Two methods have been developed in the past for porous media reconstruction: process-based16,17 and statistics-based.21-24 In the process-based method, thin-section images are analyzed to determine the grain diameter distribution. Sedimentation of these spherical grains is then simulated, followed by a certain amount of compaction. This simulated pore space is further modified for quartz cement overgrowth and clay coating. It is a mechanistic method, and initial results appear promising.17 Its limitation lies in the presumed spherical shape of the particles. The statistics-based method does not make any assumptions about the shapes of particles. Certain spatial statistics of the 2D image are measured, and a 3D medium is generated that reproduces those statistics.21-24 If accurate, this reconstruction technique offers a fast and viable way to generate realistic porous media.

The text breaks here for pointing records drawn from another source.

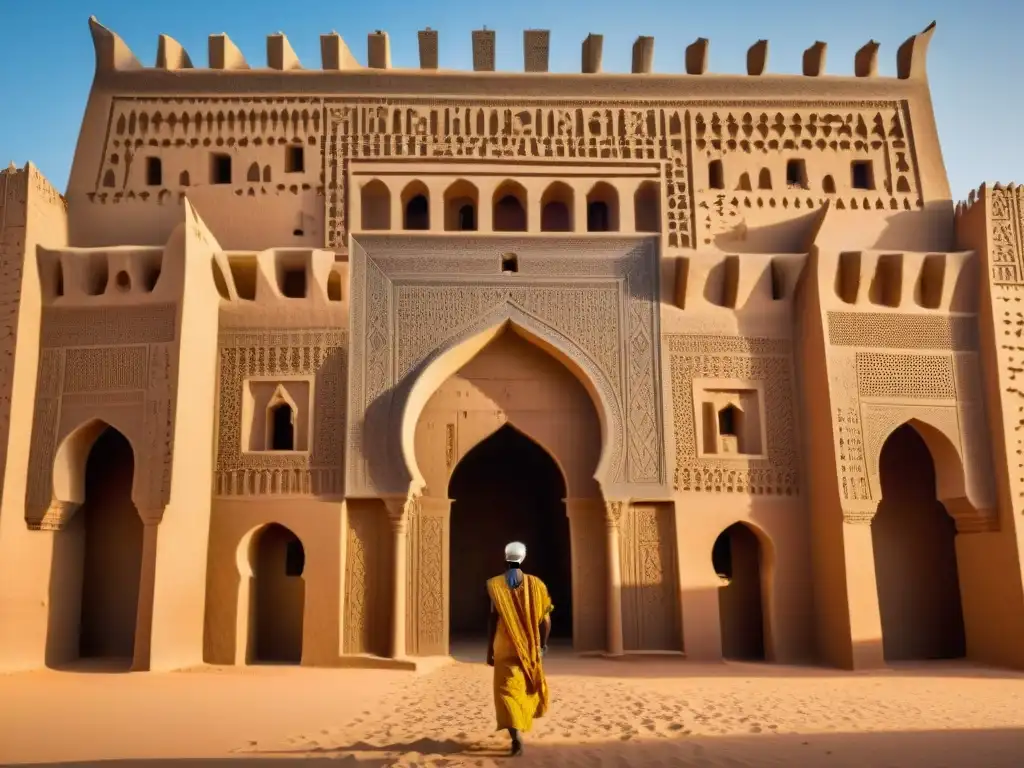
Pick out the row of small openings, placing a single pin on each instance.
(292, 281)
(220, 168)
(98, 278)
(722, 288)
(509, 213)
(886, 288)
(861, 177)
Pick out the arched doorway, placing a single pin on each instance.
(507, 488)
(736, 557)
(110, 530)
(278, 596)
(914, 547)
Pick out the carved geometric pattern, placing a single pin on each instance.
(404, 318)
(316, 352)
(918, 376)
(778, 473)
(899, 331)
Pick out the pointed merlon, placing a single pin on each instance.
(865, 61)
(224, 54)
(814, 59)
(696, 56)
(911, 58)
(112, 52)
(170, 54)
(335, 54)
(593, 49)
(378, 50)
(280, 54)
(483, 50)
(643, 55)
(536, 47)
(428, 48)
(757, 58)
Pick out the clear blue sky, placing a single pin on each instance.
(976, 60)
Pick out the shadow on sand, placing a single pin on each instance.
(951, 749)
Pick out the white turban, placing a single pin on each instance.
(515, 552)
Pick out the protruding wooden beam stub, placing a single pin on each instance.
(224, 54)
(643, 55)
(814, 59)
(280, 54)
(378, 50)
(757, 58)
(696, 56)
(483, 50)
(536, 48)
(428, 48)
(335, 53)
(593, 48)
(170, 54)
(112, 52)
(911, 58)
(865, 61)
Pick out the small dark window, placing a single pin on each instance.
(716, 175)
(863, 174)
(295, 160)
(796, 173)
(293, 284)
(510, 263)
(282, 428)
(154, 172)
(721, 555)
(295, 558)
(727, 421)
(597, 216)
(220, 169)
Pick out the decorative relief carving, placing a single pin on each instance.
(916, 376)
(778, 474)
(142, 324)
(404, 318)
(1007, 241)
(899, 331)
(305, 352)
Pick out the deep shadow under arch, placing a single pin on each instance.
(278, 596)
(97, 562)
(507, 488)
(914, 543)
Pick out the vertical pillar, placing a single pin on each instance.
(612, 516)
(398, 509)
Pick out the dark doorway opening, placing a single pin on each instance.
(278, 596)
(112, 561)
(736, 556)
(914, 546)
(507, 488)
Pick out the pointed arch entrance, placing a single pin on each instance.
(915, 565)
(94, 586)
(507, 488)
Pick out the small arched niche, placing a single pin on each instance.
(416, 206)
(510, 207)
(462, 201)
(602, 208)
(556, 208)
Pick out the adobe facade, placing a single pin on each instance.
(299, 348)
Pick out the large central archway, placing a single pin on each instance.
(507, 488)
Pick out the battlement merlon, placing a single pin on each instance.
(113, 55)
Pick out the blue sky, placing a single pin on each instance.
(976, 60)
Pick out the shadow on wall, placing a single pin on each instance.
(955, 749)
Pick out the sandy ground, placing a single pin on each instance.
(638, 712)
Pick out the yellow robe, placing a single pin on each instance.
(520, 687)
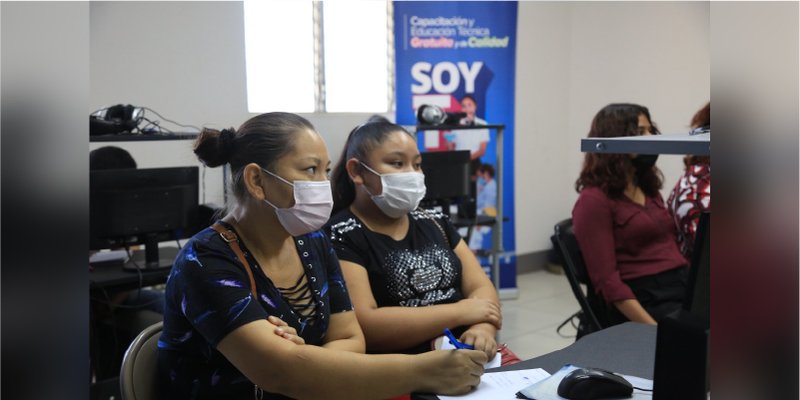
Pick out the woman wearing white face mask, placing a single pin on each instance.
(409, 273)
(256, 305)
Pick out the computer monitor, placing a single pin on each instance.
(682, 367)
(698, 293)
(142, 206)
(446, 174)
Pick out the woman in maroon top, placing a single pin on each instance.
(624, 230)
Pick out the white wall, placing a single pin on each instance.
(186, 61)
(575, 58)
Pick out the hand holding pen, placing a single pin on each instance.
(455, 342)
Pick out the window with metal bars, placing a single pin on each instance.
(332, 56)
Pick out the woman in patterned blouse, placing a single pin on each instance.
(691, 195)
(257, 305)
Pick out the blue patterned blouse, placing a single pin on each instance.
(208, 296)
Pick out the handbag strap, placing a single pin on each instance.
(433, 219)
(229, 236)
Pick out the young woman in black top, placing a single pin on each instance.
(409, 273)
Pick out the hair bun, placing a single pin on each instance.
(226, 144)
(214, 148)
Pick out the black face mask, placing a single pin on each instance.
(644, 162)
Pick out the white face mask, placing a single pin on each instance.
(401, 194)
(313, 202)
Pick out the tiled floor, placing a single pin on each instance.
(530, 321)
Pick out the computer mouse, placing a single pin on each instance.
(594, 383)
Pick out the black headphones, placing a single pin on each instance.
(120, 118)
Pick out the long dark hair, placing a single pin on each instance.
(360, 142)
(612, 172)
(262, 139)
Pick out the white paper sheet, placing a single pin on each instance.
(502, 385)
(547, 389)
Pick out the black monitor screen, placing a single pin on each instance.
(446, 174)
(142, 206)
(698, 296)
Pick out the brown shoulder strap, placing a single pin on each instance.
(433, 218)
(230, 237)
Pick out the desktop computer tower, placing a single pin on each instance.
(682, 365)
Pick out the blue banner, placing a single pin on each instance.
(460, 56)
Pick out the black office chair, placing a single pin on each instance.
(592, 307)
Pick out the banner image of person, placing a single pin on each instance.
(460, 56)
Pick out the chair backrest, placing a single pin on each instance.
(137, 377)
(575, 270)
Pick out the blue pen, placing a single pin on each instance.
(457, 343)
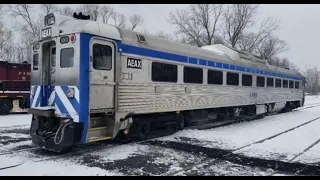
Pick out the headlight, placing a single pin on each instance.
(70, 93)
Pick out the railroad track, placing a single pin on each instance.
(211, 161)
(99, 146)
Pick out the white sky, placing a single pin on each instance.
(299, 26)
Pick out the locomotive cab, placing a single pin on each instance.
(71, 67)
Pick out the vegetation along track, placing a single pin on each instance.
(217, 155)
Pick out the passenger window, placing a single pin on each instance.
(269, 82)
(285, 83)
(102, 57)
(290, 84)
(296, 85)
(35, 62)
(246, 80)
(164, 72)
(67, 58)
(278, 83)
(192, 75)
(232, 79)
(215, 77)
(260, 81)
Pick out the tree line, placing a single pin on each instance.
(234, 25)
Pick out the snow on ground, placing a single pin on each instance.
(286, 146)
(310, 157)
(15, 120)
(226, 168)
(238, 135)
(53, 168)
(312, 100)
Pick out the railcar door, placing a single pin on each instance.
(52, 73)
(101, 74)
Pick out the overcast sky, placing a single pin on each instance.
(300, 27)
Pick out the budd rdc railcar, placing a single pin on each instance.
(92, 82)
(14, 85)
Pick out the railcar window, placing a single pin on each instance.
(232, 79)
(296, 85)
(285, 83)
(246, 80)
(260, 81)
(67, 58)
(164, 72)
(290, 84)
(278, 83)
(215, 77)
(101, 57)
(35, 62)
(269, 82)
(192, 75)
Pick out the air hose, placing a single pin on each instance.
(62, 127)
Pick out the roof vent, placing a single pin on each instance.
(81, 16)
(141, 38)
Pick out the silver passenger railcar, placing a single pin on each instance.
(93, 81)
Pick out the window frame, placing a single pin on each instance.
(283, 80)
(264, 81)
(227, 78)
(177, 72)
(215, 71)
(184, 80)
(273, 82)
(251, 80)
(112, 56)
(33, 66)
(295, 87)
(276, 83)
(69, 47)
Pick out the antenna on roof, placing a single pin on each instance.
(81, 16)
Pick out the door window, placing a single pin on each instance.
(102, 57)
(53, 57)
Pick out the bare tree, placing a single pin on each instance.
(237, 18)
(90, 9)
(135, 21)
(66, 11)
(23, 11)
(49, 8)
(198, 24)
(270, 47)
(312, 75)
(249, 41)
(163, 35)
(106, 13)
(119, 20)
(6, 44)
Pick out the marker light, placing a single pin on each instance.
(73, 38)
(50, 20)
(70, 93)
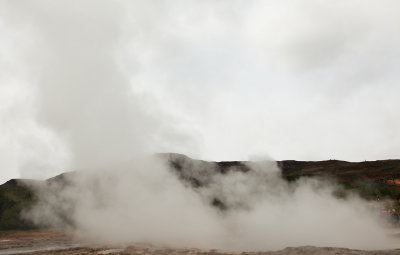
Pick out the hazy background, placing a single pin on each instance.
(85, 84)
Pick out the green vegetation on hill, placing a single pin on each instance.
(370, 179)
(14, 198)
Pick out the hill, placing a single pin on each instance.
(371, 179)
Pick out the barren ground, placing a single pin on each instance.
(53, 242)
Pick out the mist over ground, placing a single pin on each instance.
(97, 86)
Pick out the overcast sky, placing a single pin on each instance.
(89, 83)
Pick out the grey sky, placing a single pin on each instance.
(90, 83)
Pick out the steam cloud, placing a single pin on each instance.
(101, 123)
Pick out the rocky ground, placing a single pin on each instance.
(52, 242)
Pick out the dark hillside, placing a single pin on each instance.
(371, 179)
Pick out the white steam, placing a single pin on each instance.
(145, 202)
(87, 65)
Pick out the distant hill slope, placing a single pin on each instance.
(371, 179)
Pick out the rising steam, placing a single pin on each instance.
(84, 96)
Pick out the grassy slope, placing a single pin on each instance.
(367, 178)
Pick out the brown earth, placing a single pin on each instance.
(61, 243)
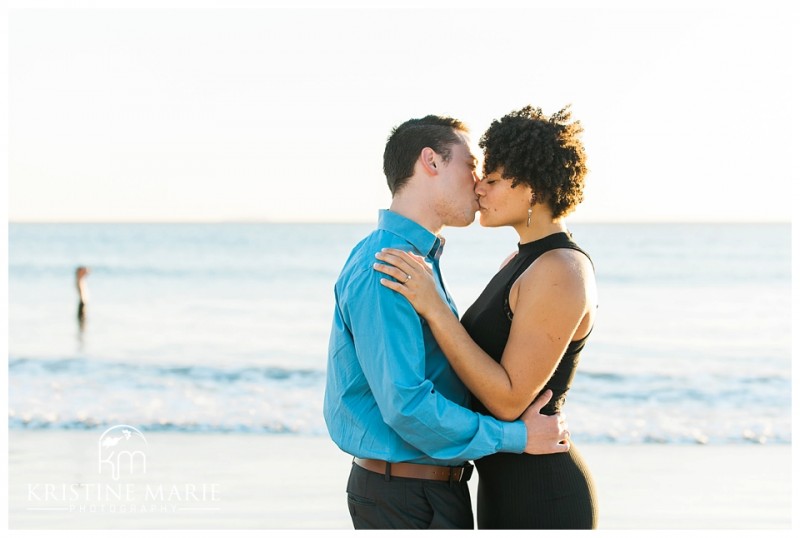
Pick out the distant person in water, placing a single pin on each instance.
(80, 283)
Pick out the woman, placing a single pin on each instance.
(525, 332)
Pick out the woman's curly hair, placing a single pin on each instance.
(543, 153)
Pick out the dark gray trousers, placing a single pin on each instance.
(379, 502)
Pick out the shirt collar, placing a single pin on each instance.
(424, 241)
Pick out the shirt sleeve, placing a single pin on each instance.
(388, 336)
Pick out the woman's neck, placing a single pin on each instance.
(542, 224)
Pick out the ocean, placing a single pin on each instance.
(224, 327)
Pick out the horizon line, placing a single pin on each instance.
(373, 221)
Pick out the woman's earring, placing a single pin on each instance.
(530, 209)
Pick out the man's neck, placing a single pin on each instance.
(420, 210)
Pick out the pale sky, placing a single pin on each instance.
(188, 114)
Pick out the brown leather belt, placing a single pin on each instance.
(416, 470)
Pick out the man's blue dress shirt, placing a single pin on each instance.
(390, 393)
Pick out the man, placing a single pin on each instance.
(392, 400)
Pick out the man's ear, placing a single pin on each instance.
(427, 158)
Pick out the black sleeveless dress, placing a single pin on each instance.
(523, 491)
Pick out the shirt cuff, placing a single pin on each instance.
(515, 437)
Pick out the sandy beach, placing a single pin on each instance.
(199, 481)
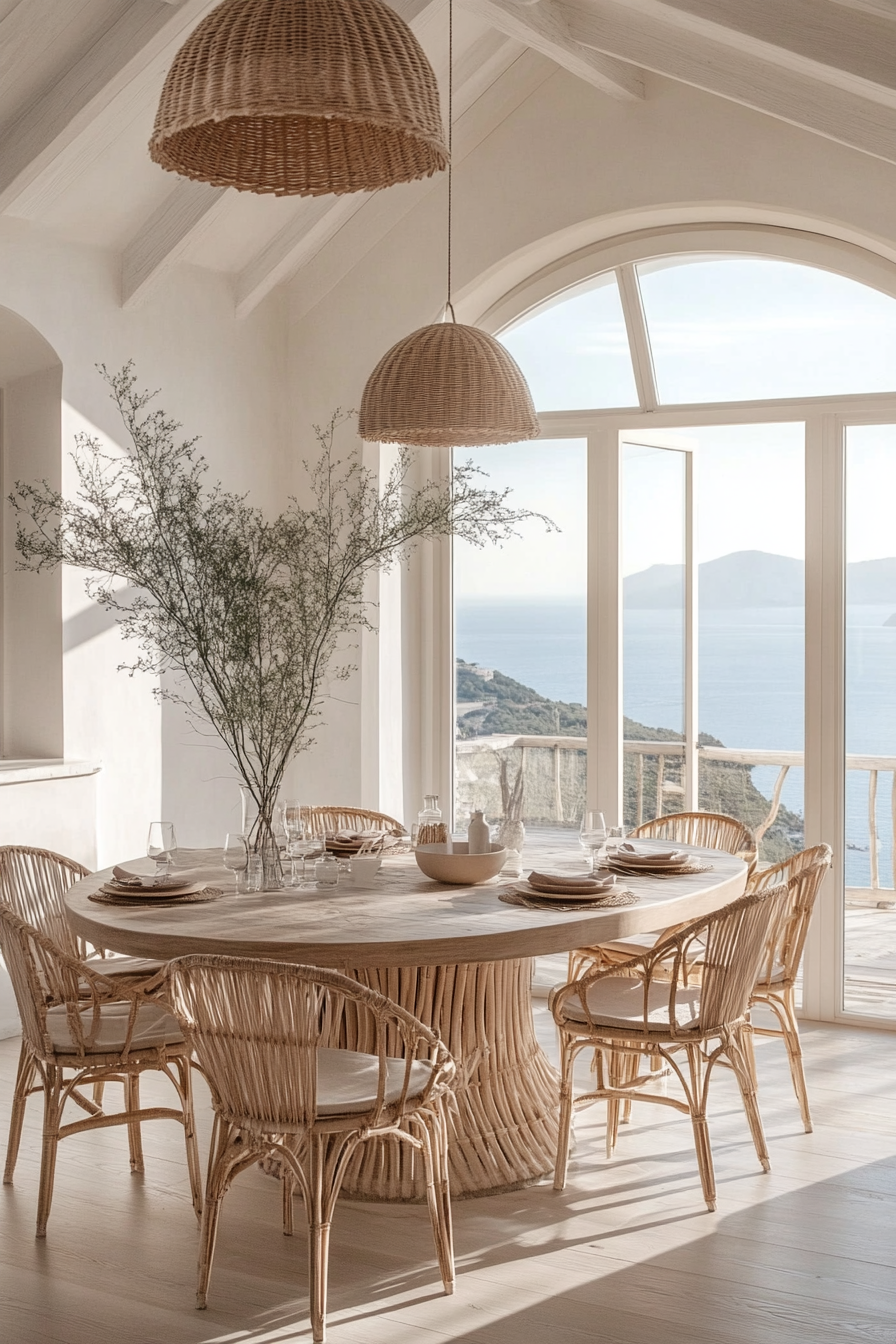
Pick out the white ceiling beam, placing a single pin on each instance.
(544, 28)
(368, 226)
(192, 207)
(323, 217)
(718, 67)
(49, 125)
(163, 239)
(821, 39)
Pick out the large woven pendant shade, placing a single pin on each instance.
(448, 386)
(300, 98)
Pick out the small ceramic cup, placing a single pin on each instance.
(364, 867)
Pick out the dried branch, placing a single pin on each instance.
(243, 612)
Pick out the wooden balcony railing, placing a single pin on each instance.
(652, 803)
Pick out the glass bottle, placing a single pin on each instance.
(430, 828)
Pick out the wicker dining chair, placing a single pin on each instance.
(775, 984)
(709, 831)
(642, 1008)
(352, 819)
(34, 882)
(78, 1028)
(259, 1031)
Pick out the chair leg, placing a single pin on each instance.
(317, 1237)
(288, 1191)
(24, 1081)
(787, 1019)
(618, 1071)
(437, 1192)
(135, 1137)
(567, 1066)
(738, 1047)
(219, 1164)
(51, 1117)
(186, 1089)
(697, 1104)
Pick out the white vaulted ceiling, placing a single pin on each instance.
(79, 81)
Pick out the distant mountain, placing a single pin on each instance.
(754, 578)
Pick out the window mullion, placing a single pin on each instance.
(638, 339)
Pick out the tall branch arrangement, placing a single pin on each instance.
(245, 610)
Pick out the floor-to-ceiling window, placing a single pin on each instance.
(732, 367)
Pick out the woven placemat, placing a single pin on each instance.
(617, 898)
(649, 872)
(105, 898)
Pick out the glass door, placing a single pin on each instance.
(869, 856)
(658, 626)
(520, 647)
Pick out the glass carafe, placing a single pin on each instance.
(430, 828)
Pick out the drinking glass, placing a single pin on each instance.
(237, 856)
(305, 847)
(160, 846)
(593, 835)
(615, 835)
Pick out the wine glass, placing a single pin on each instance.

An infinite set of statistical functions (e.g., n-point correlation functions, n=1, 2, 3 . . . ) is needed to represent a porous medium exactly. However, the time of computation makes this scheme impractical. The key challenge for the statistical method of porous media reconstruction is selecting appropriate statistical properties or functions that can capture important features of the porous media without excessive amounts of computation. The 3D reconstruction is considered successful if it has transport properties similar to the experimental values determined for a core sample.
There are essentially two statistical function reconstruction techniques available in the literature. The first method is called a linear combination method and is described in detail in the next section.21 This method generates media that match only one- and two-point correlation functions with those of the 2D images. This method does not work well for low-porosity media; a lot of isolated porosity is generated. The second method is a simulated annealing method.22,23 One starts with a random initial field and allows modifications that lower the error in statistical functions to be matched. Here it is possible to include as many statistical functions or properties as desired. However, as more functions are included, the simulated annealing method requires more computation. The minimum set of statistical functions needed to capture the essential structure of porous media is not clear. Roberts24 employed two-point autocorrelation and chord-distribution functions to reconstruct random isotropic composite materials. Yeong and Torquato23 had included one-point pore correlation function (porosity), two-point pore-pore correlation function, and lineal path length distribution to reconstruct Fontainebleau sandstone. It was shown that the combination of two-point autocorrelation function and lineal path function gave better macroscopic properties such as permeability. Hazlett22 showed that one- and two-point correlation functions were not sufficient to reproduce the connectivity of the medium. His results may have been affected by the limited size of the simulated media. Hazlett22 included primary drainage capillary pressure information to improve the connectivity of the simulated media, but the computation time was excessive.